Hall v. Bewley

Crozier, S. J.,

delivered the opinion of the court.

The record in this case shows that the plaintiff had recovered a judgment before a Justice of the Peace, in Greene county, against the defendant. The defendant gave bond and security for the prosecution of an appeal from the judgment of the Justice to the Circuit Court. The papers in the case were transferred to the Circuit Court and a trial was had before a jury which resulted in a verdict in favor of the defendant. The plaintiff moved for a rule for a new trial, which was discharged by the Court, and he thereupon prayed an appeal to this Court which was granted, and he gave bond and security for the prosecution of the same. At this stage of the proceedings and before the term of the court had expired, the defendant’s counsel discovered that the papers in the case did not show (other than the recital in the appeal bond) that an appeal had been prayed and granted, and moved the court to set aside the order for the appeal, and to reinstate the plaintiff’s rule for a new trial which had been discharged, which was ordered to be done, and the rule for a new trial was continued over until the next term of the court. At the following term the rule for a new trial was made absolute, and thereupon, the defendant’s counsel asked leave to amend the proceedings, *107so as to show that an appeal had been prayed from the judgment of the Justice, which amendment was allowed. Another trial was had in the Circuit Court, a verdict and judgment in favor of the defendant, and an appeal to this court.

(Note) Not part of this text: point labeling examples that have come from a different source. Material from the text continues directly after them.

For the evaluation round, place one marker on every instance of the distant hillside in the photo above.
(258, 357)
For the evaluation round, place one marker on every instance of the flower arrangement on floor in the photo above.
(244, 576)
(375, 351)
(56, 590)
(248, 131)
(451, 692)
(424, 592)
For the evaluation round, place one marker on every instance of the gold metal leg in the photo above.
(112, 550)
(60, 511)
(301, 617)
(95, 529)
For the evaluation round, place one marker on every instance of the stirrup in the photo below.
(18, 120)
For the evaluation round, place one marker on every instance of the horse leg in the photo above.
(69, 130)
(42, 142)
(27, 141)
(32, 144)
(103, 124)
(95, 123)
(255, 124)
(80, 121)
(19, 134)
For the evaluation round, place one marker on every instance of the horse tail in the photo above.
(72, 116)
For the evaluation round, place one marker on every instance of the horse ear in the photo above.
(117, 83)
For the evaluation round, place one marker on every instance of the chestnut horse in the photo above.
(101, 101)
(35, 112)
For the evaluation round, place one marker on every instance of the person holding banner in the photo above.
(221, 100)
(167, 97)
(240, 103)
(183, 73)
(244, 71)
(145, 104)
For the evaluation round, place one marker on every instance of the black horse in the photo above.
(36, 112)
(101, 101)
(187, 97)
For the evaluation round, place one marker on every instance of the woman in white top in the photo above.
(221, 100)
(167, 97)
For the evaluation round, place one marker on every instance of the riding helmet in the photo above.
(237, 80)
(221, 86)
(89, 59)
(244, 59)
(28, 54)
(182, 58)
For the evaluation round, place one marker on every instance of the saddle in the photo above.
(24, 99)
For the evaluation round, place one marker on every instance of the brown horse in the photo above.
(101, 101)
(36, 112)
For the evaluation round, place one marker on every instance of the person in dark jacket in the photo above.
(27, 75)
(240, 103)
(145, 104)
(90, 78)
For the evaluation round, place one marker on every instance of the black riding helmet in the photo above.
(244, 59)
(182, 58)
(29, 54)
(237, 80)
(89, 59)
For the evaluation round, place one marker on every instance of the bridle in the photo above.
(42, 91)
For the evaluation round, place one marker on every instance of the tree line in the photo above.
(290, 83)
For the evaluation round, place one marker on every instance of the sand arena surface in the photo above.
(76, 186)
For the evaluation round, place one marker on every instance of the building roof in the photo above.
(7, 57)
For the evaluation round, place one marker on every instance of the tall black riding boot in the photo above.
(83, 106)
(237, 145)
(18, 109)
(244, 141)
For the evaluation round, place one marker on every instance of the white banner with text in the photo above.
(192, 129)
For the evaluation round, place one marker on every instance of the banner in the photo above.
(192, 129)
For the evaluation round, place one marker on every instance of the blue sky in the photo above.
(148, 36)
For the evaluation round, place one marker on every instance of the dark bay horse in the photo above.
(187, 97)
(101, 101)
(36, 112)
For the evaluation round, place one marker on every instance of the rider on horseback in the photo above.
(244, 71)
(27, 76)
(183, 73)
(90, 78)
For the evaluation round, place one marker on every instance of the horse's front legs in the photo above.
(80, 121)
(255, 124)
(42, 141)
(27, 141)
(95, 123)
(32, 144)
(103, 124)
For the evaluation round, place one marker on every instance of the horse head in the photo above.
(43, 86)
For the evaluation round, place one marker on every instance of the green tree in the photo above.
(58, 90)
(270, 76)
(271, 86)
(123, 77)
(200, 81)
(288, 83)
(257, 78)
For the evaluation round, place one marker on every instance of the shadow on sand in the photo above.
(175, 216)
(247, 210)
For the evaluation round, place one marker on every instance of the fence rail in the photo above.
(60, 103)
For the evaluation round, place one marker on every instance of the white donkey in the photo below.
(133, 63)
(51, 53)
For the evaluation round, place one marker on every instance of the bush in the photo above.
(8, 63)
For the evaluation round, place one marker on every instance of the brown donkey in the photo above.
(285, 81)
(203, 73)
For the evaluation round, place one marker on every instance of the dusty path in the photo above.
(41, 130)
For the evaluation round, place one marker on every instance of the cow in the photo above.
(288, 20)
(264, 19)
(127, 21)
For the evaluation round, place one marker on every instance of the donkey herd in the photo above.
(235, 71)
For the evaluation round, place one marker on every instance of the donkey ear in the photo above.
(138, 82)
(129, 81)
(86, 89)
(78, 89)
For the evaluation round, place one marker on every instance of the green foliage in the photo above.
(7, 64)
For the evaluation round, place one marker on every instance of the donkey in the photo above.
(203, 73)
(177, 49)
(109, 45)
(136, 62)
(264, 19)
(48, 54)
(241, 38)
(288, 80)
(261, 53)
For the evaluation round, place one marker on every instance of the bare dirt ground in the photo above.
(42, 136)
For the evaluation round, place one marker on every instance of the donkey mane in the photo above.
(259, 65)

It is insisted on behalf of the plaintiff, that the court erred in setting aside the first order granting to the plaintiff an appeal to this court, and reinstating and making absolute the rule for a new trial. In this we think there is no error. In order to give the Circuit Court jurisdiction of the case, it was necessary that the papers from before the Justice should show that an appeal had been prayed and granted from his judgment, the mere recital in the appeal bond not being sufficient for this purpose. The absence of such an entry by the Justice, made the whole of the subsequent proceedings in the Circuit Court absolutely null and void, and as the Circuit Judge had control of the record during the term the proceedings took place, he very rightfully as soon as he ascertained he had no jurisdiction of the case, ordered the record of the proceedings to be vacated.

But it is further argued that the record does not show that the amendment, that the appeal was prayed and granted from the Justice’s judgment, was made by the Justice who tried the cause. The act of the Legislature upon this subject, (Act of 1821, ch. 21,) says, “ where any party may take an appeal from any decision of a Justice of the Peace to the Circuit Court, and exception shall be taken to the form of the entry made by such inferior jurisdiction in granting the ap peal, or to the sufficiency of the bail, or security given in said appeal, or to the form of the bond, or that no bond has been taken, the Court shall from time to time, on application, allow the party making the same to supply any defects in the proceedings of the inferior jurisdiction, as though the same had been commenced in that court.”

The Act of the Legislature does not require that the amend*108ment shall be made by the Justice; it says, that “ the court shall from time to time, on application allow the party making the same, to supply any defects in the proceedings of the inferior jurisdiction.” There must of course appear in the proceedings something by which the amendment can be made, as in this case there is a' very formal bond for the prosecution of the appeal attested by the Justice.

But the record in this case does not inform us whether the amendment was made by the Justice or not, and in the absence of proof on this point, it may very reasonably be inferred that it was. The judgment of the Circuit Court will therefore be affirmed.